Meshes eliminate a lot of the waveguide challenges. Meshes can be constructed to route signals in very specific configurations that meet application needs. They present some cabling issues for the rear of a chassis, for instance, routing I/O through the backplane, but system architects have defined specific regions within the backplane that are reserved for optical signal routing.
“ANSI/VITA 66, VPX: Fiber Optic Interconnect” is an example of a mesh implementation. ANSI/VITA 66.0 is the base specification that defines the mounting interface characteristics for all VPX optical interconnects used as independent or stand-alone connectors (Figure 2). The mating interface characteristics for each optical interface variant are contained in a separate VITA 66 dot specification. Currently specifications exist for MT, ARINC 801, and expanded beam style connectors. The VITA 66 working group quietly made great progress, having reached ANSI ratification of VITA 66.0 as well as VITA 66.1, which defines an MT variant blind mate fiber optic interconnect for use with VPX backplanes and plug-in modules. Other variants are moving through the standards process.

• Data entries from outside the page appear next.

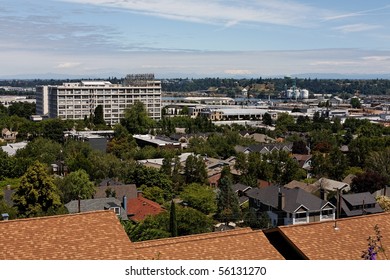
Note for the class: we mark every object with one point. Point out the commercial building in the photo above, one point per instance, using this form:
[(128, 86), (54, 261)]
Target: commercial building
[(79, 100)]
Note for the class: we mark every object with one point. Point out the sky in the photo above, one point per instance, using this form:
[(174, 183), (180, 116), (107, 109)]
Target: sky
[(194, 38)]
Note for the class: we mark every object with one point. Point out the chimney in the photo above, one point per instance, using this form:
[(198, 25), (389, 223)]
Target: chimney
[(125, 203), (323, 195), (5, 216), (281, 200)]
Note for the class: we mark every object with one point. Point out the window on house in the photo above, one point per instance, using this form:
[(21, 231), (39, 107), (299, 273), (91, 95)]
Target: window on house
[(117, 210)]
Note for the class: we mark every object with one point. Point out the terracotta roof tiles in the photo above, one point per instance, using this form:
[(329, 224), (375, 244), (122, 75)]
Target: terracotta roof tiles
[(139, 208), (84, 236), (238, 244), (321, 241)]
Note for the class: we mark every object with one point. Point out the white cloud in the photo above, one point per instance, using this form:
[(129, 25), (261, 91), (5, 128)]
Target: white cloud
[(356, 14), (67, 65), (376, 58), (225, 13), (238, 72), (359, 27)]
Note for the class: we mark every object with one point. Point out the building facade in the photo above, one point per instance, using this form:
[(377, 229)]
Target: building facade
[(79, 100)]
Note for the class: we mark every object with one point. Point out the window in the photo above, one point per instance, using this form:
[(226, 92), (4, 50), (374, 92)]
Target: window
[(117, 210)]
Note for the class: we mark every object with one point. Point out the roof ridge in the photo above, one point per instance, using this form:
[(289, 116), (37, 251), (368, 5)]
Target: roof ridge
[(338, 220), (146, 200), (56, 216), (192, 237)]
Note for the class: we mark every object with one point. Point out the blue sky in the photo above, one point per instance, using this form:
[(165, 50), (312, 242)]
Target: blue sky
[(194, 38)]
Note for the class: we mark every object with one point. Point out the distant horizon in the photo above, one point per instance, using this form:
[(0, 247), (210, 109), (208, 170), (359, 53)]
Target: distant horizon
[(194, 39), (324, 76)]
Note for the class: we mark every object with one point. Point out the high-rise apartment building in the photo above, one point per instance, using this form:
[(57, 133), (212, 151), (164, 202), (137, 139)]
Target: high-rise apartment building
[(79, 100)]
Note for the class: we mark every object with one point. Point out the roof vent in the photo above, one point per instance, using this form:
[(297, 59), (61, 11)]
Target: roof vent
[(5, 216)]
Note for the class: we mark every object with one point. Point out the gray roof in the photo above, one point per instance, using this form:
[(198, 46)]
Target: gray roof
[(352, 204), (385, 191), (269, 147), (294, 198), (332, 185), (130, 191), (88, 205), (240, 187)]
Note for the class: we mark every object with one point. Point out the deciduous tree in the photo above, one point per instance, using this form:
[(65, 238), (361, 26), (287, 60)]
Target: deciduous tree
[(37, 194)]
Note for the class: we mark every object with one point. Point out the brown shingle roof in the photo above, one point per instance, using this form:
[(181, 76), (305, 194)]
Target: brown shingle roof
[(139, 208), (85, 236), (130, 191), (321, 241), (238, 244)]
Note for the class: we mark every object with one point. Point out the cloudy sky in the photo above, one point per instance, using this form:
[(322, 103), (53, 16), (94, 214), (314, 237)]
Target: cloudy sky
[(194, 38)]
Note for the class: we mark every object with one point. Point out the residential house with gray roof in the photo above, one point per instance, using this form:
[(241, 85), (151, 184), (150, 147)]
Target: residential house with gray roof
[(286, 206), (356, 204), (96, 204)]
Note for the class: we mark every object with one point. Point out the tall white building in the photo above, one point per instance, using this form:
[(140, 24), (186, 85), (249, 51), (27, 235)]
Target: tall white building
[(77, 100)]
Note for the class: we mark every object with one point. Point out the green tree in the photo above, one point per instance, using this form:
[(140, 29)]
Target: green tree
[(76, 185), (256, 220), (355, 102), (189, 221), (369, 181), (42, 149), (379, 161), (172, 219), (195, 170), (267, 119), (54, 129), (136, 119), (200, 197), (154, 193), (228, 208), (37, 194)]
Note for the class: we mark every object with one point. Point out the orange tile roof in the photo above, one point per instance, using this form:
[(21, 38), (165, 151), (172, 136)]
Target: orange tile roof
[(141, 207), (238, 244), (83, 236), (321, 241)]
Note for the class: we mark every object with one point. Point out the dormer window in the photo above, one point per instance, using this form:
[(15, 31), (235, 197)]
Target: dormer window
[(117, 210)]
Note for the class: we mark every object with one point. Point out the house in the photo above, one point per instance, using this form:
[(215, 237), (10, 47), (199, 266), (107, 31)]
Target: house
[(95, 204), (348, 179), (156, 141), (290, 206), (356, 204), (139, 208), (113, 188), (385, 191), (83, 236), (264, 148), (11, 148), (332, 185), (304, 161), (343, 239), (8, 135), (158, 162), (235, 244), (304, 186), (240, 190), (262, 138)]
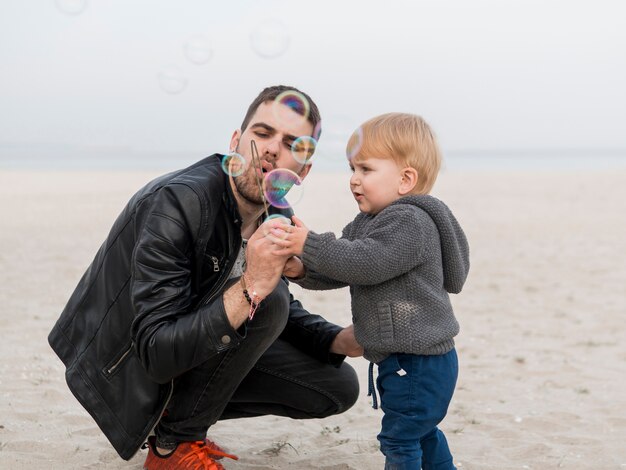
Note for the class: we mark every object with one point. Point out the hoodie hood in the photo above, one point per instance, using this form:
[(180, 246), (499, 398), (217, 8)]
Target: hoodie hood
[(454, 246)]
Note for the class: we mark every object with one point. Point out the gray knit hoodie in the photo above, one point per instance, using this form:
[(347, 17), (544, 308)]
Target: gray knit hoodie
[(400, 265)]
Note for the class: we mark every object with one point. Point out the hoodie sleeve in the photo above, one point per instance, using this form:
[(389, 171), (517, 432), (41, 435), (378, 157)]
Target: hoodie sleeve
[(391, 246)]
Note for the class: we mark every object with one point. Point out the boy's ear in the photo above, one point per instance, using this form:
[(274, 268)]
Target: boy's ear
[(408, 180)]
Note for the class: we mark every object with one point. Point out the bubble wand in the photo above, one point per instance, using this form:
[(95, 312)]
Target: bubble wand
[(256, 161)]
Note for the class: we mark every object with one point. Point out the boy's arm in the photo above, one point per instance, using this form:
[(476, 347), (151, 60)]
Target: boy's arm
[(392, 246)]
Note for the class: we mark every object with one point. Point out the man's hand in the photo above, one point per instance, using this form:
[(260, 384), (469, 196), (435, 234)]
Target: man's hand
[(345, 343), (263, 265), (290, 238), (293, 268)]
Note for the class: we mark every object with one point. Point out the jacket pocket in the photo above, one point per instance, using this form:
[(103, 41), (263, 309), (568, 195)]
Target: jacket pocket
[(116, 363)]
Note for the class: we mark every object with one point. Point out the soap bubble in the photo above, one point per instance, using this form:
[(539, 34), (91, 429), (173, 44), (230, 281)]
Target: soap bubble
[(71, 7), (172, 80), (198, 49), (302, 149), (354, 143), (280, 182)]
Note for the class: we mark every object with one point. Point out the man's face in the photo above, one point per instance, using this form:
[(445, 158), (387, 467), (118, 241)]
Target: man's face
[(273, 127)]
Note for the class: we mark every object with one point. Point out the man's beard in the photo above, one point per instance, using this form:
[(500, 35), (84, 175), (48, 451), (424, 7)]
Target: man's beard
[(248, 187)]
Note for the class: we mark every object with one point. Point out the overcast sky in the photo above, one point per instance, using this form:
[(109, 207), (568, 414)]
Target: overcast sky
[(166, 75)]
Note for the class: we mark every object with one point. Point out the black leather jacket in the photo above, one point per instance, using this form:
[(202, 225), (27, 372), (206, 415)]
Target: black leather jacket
[(149, 307)]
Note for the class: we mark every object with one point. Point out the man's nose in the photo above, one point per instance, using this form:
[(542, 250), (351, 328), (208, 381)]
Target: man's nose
[(273, 148)]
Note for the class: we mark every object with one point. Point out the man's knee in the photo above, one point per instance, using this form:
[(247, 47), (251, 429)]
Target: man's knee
[(349, 388), (342, 395), (273, 311)]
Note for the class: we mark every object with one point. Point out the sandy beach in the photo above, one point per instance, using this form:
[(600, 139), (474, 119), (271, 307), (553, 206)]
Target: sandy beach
[(542, 347)]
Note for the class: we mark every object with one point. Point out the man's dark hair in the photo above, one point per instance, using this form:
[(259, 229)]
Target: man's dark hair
[(270, 94)]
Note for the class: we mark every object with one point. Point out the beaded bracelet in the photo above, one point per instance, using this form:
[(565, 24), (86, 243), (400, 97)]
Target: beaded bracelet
[(254, 300)]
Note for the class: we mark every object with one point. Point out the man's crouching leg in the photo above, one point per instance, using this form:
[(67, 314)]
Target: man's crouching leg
[(201, 394)]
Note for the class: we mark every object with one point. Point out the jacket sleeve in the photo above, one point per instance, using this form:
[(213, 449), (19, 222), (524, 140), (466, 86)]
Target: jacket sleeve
[(311, 333), (169, 336), (391, 247)]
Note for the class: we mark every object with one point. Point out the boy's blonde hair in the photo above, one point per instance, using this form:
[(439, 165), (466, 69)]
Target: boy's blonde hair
[(405, 138)]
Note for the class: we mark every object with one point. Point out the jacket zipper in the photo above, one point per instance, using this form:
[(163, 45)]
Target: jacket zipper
[(111, 369)]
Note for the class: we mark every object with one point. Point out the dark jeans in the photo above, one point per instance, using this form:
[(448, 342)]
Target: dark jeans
[(264, 375), (414, 402)]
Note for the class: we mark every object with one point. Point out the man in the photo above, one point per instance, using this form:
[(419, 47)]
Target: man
[(178, 322)]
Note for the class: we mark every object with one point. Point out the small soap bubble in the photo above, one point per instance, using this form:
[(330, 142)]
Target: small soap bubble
[(291, 108), (198, 49), (303, 148), (172, 80), (278, 217), (233, 164), (270, 39), (71, 7), (354, 143), (280, 182)]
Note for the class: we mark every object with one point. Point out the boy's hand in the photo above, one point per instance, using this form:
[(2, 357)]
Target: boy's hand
[(290, 238), (294, 268)]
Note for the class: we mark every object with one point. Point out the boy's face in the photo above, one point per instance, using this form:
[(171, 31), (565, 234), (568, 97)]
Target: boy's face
[(375, 183)]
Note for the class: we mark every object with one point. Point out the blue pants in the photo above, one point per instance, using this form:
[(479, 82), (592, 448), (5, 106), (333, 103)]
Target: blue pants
[(415, 392)]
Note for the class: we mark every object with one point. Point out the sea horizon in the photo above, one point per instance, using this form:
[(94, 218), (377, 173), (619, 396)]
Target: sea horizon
[(71, 157)]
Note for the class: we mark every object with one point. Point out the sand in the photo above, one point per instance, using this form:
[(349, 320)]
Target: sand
[(542, 344)]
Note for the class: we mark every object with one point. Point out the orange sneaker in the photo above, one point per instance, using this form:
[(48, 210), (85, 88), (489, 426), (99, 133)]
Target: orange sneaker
[(192, 455)]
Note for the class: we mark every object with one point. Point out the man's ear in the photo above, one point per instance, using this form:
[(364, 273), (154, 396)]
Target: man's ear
[(408, 180), (234, 140)]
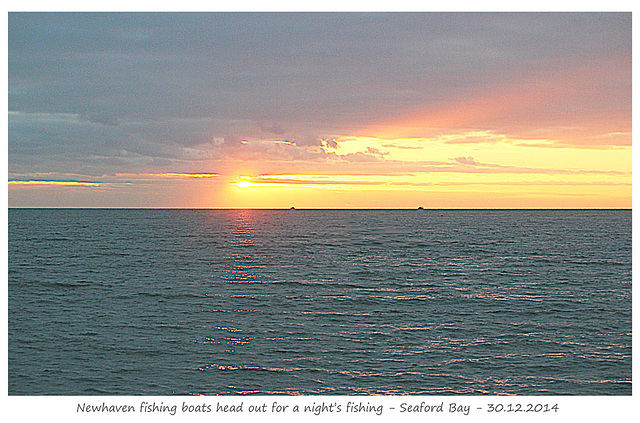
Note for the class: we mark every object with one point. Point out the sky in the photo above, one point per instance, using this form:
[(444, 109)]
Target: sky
[(319, 110)]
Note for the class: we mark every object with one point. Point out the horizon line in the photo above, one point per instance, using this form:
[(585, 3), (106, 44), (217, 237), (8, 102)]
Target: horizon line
[(313, 208)]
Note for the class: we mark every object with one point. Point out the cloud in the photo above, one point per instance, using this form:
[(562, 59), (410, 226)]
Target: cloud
[(466, 160)]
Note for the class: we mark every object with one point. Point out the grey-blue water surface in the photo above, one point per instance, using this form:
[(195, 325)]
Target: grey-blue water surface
[(319, 302)]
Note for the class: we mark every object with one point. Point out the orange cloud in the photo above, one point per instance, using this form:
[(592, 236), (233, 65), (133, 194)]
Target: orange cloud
[(59, 183)]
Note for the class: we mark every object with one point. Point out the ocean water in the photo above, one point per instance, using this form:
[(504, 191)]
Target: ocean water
[(319, 302)]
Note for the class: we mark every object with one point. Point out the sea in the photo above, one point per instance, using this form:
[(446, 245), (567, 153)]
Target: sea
[(319, 302)]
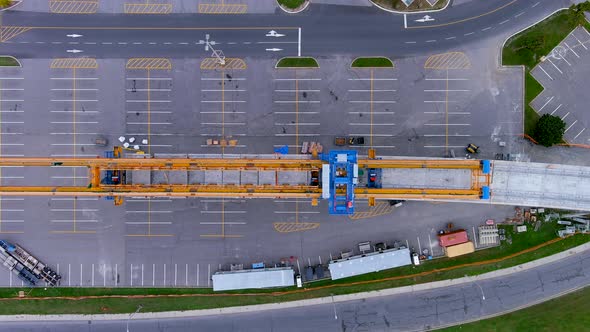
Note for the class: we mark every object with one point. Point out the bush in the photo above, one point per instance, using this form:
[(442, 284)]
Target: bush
[(549, 130)]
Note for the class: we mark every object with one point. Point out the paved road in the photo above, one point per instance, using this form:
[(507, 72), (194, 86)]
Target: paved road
[(325, 30), (405, 312)]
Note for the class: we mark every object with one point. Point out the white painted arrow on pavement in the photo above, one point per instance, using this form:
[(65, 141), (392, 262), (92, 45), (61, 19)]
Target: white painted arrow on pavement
[(426, 18), (273, 33)]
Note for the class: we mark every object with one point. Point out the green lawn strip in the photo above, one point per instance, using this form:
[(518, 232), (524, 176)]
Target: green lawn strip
[(529, 46), (6, 61), (297, 63), (566, 313), (406, 276), (373, 62), (291, 4)]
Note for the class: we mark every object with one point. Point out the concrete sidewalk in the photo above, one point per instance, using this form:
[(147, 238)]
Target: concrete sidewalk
[(303, 303)]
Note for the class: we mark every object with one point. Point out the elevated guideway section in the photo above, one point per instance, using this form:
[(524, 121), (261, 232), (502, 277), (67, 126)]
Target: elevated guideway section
[(544, 185)]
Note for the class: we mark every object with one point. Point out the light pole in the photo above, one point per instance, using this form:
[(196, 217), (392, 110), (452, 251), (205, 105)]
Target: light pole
[(483, 297), (132, 314), (334, 306)]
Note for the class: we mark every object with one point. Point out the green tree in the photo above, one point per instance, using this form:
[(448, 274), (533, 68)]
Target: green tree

Beyond the physical limitations has been the cost trade-off between copper and optical fiber. For years, optical implementations have been hundreds of times more costly for the gain in performance. But now that is changing. Recent implementations are within an order of magnitude of copper, making the cost closer to being acceptable.
VITA Architectures for Optical
The mission of the VITA Architectures for Optical (VAO) Study Group is to research and determine the feasibility of developing a standard architecture for optical interconnects suitable for deployment in critical embedded systems. The study group is focused on high-density options for backplanes and connections between line-replaceable units, mezzanines, and daughtercards. This group is researching high-density optical interconnect technology and developing a proposal for next-generation architectures for critical embedded systems.
The call for participation in the study group was opened to non-VITA members and other Standards Development Organizations (SDOs) to make presentations and participate in discussions with the study group. Existing standards and those under development by SDOs – in addition to appropriate industry alliances, community collaboration efforts, and other groups – will be used whenever practical. The study group will proactively reach out to such groups to facilitate their early involvement. Several organizations have taken VITA up on this offer since that time.
Bookmark the VAO website to monitor the efforts: www.vita.com/vao. Individuals and companies interested in participating should contact email@example.com, Subject: VITA Architectures for Optical Study Group.
Interconnects between systems using fiber optics are already common in data centers around the world. I suggest that the first real systems using optical backplane technology will be in high-end blade-based servers, followed in the not-too-distant future in critical embedded systems more commonly found using VITA technologies. The work on VPX and the user-driven VITA 66 shows that the user community is anxiously awaiting the arrival of optical technology to address their performance needs. The day of reckoning is finally within sight. Based on the amount of information available today versus the last time I researched this topic 8 to 10 years ago, something is about to happen.
The transition point will happen when the cost and complexity of making backplane electronics faster intersect with the decreasing costs of the optical equivalent, perhaps sometime in the next 2 to 4 years.